Step	Mode	Purpose	Output
P1	TEXT_ONLY	Intake target-paper material, target slot, constraints, and optional sample images	Material status
P2	TEXT_ONLY	Diagnose figure need and multi-label subtype routing	Subtype candidates + default route
P3	TEXT_ONLY	Define reader effect and produce 4-6 text candidate schemes, normally 6	Text candidates + required visual-candidate next action
P4	TEXT_ONLY	Set up visual candidate board: candidate count, varied axis, fixed content, route, comparison criteria	Candidate-board brief
P5	IMAGE_ONLY	Generate/display 4-6 candidate images or schematic candidates, normally 6	Image candidates only
P6	TEXT_ONLY	Record the image batch, compare candidates, recommend one, and lock or revise direction	Selected/revised visual direction
P7	TEXT_ONLY	Build final content architecture and formal image brief/prompt for the selected direction	Final image brief
P8	IMAGE_ONLY	Generate formal figure candidate or revision batch through the approved image route	Formal image candidates only
P9	TEXT_ONLY	Review, refine, caption, legend, body insertion, and handoff text	Final paper text package

Rules for this workflow:

P3 must not ask the user to choose only from text as the primary route. Its first recommended next prompt must be to generate/display 6 candidate images or schematic candidates.
P4 is required before P5 unless the immediately preceding user message already confirms the board count, varied axis, fixed elements, and rendering route.
P5 is not a final figure stage. It is a visual selection stage.
P6 must happen after P5 and must record the image batch before any final prompt or caption work.
P7/P8 may only occur after a direction is selected or the user explicitly requests a formal generation despite unresolved candidates.
Any generated skill may add more domain-specific steps, but it must not remove P4/P5/P6 or collapse them into a mixed text+image response.

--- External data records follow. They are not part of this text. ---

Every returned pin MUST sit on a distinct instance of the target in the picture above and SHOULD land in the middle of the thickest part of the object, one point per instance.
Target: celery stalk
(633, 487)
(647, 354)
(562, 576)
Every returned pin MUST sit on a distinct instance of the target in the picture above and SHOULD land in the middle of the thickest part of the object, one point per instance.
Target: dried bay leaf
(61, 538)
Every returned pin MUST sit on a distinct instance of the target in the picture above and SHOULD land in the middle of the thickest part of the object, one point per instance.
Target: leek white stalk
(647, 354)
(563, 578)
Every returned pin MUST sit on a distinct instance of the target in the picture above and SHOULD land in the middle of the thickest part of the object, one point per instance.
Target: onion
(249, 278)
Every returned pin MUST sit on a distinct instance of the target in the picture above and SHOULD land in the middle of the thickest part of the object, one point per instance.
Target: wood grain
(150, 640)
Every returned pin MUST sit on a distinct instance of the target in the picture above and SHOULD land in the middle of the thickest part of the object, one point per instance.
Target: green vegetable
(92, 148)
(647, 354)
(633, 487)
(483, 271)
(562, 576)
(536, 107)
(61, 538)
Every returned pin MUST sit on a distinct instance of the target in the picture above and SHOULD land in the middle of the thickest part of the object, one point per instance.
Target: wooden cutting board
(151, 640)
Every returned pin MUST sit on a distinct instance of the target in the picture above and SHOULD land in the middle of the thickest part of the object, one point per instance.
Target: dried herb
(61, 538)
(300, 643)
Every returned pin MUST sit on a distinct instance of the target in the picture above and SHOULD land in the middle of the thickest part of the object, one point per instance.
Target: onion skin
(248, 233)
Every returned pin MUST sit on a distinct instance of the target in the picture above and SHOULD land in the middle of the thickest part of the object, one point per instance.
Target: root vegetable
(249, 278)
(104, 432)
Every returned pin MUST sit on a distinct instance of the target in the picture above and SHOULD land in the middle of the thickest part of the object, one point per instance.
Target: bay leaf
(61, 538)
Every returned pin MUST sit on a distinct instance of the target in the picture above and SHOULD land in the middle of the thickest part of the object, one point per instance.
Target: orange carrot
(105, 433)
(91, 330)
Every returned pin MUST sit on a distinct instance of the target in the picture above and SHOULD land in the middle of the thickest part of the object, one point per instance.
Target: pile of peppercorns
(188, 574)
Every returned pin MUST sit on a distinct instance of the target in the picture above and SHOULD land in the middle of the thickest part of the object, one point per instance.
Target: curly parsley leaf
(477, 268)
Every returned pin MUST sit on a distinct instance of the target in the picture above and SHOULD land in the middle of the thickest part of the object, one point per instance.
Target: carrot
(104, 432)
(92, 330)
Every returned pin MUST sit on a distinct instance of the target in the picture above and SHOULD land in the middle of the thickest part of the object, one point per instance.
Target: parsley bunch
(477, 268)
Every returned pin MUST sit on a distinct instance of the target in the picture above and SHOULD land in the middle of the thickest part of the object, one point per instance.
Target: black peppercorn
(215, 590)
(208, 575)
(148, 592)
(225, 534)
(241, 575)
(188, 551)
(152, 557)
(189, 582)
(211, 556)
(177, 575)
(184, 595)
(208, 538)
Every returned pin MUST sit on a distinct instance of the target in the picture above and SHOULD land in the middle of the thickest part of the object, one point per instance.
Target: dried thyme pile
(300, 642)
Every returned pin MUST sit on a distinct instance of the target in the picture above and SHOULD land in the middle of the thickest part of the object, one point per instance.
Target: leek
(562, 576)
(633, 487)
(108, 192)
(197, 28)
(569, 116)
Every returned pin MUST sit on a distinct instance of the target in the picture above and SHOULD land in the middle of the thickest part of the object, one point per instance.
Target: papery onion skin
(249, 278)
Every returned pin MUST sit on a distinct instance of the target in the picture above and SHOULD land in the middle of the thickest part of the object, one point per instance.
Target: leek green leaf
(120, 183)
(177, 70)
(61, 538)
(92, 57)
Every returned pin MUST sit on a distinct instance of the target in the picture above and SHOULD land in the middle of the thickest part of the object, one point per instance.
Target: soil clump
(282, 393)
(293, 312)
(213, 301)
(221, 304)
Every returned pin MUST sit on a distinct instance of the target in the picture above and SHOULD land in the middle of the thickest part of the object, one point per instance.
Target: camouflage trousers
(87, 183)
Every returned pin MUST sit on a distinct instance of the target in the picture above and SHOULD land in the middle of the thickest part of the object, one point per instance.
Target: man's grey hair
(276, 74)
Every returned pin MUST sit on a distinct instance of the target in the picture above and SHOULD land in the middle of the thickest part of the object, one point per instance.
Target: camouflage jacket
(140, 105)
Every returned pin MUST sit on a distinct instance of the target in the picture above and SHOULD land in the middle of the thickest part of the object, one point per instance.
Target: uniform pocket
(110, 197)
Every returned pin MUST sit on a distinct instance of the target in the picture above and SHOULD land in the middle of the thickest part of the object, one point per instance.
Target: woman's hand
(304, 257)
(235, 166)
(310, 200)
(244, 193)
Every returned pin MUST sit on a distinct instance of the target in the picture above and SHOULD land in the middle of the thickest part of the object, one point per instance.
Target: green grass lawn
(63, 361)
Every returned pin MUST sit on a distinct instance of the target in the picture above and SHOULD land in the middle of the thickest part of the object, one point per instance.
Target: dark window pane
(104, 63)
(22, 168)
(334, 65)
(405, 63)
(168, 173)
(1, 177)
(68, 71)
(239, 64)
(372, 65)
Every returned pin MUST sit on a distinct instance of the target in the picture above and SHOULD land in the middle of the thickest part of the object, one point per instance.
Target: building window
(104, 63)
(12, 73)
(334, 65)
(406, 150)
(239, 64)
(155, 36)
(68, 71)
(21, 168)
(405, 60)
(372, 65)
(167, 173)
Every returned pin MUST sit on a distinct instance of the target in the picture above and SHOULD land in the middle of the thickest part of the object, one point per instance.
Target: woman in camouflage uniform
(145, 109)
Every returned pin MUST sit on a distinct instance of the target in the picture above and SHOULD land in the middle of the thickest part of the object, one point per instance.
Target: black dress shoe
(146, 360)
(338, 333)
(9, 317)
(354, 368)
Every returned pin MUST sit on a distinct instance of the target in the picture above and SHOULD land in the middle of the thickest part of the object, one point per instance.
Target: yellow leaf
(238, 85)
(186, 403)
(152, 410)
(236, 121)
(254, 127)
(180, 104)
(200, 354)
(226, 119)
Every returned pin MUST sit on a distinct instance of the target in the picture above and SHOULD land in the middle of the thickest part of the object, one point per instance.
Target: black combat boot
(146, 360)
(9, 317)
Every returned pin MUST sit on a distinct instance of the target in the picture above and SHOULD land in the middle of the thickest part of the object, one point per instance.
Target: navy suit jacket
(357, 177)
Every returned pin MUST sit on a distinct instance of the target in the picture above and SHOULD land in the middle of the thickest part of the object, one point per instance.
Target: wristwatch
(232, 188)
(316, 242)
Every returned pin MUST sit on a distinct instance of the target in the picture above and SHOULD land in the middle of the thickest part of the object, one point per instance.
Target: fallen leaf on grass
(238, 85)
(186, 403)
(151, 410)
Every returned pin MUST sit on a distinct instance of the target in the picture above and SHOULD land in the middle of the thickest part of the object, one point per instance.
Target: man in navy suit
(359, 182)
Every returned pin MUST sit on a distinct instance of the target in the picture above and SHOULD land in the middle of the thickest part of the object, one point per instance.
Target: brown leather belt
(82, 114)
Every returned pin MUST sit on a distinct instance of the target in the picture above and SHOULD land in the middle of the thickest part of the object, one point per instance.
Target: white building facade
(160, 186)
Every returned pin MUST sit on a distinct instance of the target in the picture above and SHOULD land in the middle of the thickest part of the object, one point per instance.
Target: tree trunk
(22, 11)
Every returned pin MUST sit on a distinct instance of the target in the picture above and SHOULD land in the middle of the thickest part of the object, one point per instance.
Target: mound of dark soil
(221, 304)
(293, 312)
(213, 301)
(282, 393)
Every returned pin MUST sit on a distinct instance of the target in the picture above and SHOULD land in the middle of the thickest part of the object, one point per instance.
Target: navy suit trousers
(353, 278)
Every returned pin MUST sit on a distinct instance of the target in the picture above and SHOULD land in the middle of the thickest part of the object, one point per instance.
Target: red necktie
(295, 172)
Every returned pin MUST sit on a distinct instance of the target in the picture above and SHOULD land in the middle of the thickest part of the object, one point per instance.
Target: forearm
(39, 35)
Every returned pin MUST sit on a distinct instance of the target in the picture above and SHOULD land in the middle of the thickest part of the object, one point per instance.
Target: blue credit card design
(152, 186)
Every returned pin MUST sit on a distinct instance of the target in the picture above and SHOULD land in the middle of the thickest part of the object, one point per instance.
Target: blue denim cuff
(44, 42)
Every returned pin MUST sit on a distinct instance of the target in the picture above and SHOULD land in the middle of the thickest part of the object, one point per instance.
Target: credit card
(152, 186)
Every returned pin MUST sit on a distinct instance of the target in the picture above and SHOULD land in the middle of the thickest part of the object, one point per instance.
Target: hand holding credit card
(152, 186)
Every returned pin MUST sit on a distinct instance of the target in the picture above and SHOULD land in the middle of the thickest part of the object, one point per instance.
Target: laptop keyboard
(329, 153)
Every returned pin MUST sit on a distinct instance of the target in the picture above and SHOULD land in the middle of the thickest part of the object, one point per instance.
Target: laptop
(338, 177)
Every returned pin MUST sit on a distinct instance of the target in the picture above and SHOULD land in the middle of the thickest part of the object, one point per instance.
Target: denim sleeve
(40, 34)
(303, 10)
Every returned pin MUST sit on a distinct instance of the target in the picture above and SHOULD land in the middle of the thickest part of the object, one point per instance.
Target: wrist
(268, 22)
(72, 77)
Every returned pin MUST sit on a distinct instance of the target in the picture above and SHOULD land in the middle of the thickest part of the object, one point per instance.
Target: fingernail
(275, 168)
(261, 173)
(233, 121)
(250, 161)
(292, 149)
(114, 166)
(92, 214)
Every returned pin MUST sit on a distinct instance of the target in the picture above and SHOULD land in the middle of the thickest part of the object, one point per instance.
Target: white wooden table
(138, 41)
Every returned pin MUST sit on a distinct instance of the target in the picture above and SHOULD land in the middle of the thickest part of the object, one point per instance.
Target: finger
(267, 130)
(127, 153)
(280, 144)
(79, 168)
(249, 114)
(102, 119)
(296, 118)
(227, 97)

Generated Skill Package Requirements

Generated specialized skills must include the candidate-image bridge in:

SKILL.md
metadata.json
agents/openai.yaml
references/workflow-and-state-contract.md
references/visual-style-and-board-protocol.md
references/prompt-generation-policy.md
templates/state-footer-template.md
templates/figure-brief-template.md
templates/prompt-template.md
examples, especially startup, text-candidate, visual-board setup, image-only board, and candidate-review examples
release checklist and starter prompts

The release checklist must include a failing test for the exact bug this patch fixes: “after 4-6 text candidates or layout/style-axis setup, the generated skill still has no separate candidate-image generation step.”

Reference Loading Order

Load references as needed:

references/master-workflow.md
references/generated-specialized-skill-output-spec.md
references/generated-skill-multi-candidate-policy.md
references/visual-first-decision-board-protocol.md
references/startup-plan-step-output-map.md
references/planning-state-and-navigation-contract.md
references/prompt-generation-and-rendering-policy.md
references/strict-text-image-turn-separation-policy.md
templates/specialized_skill_blueprint_template.md
templates/state_footer_template.md

Version Note

Version 1.0.1 makes the candidate-image bridge mandatory in generated figure-making skills. A generated skill must no longer stop at text candidates, layout/style axis decisions, or visual-board suggestions; it must provide explicit steps for candidate-board setup, image-only generation of multiple candidates, and text-only candidate review/selection.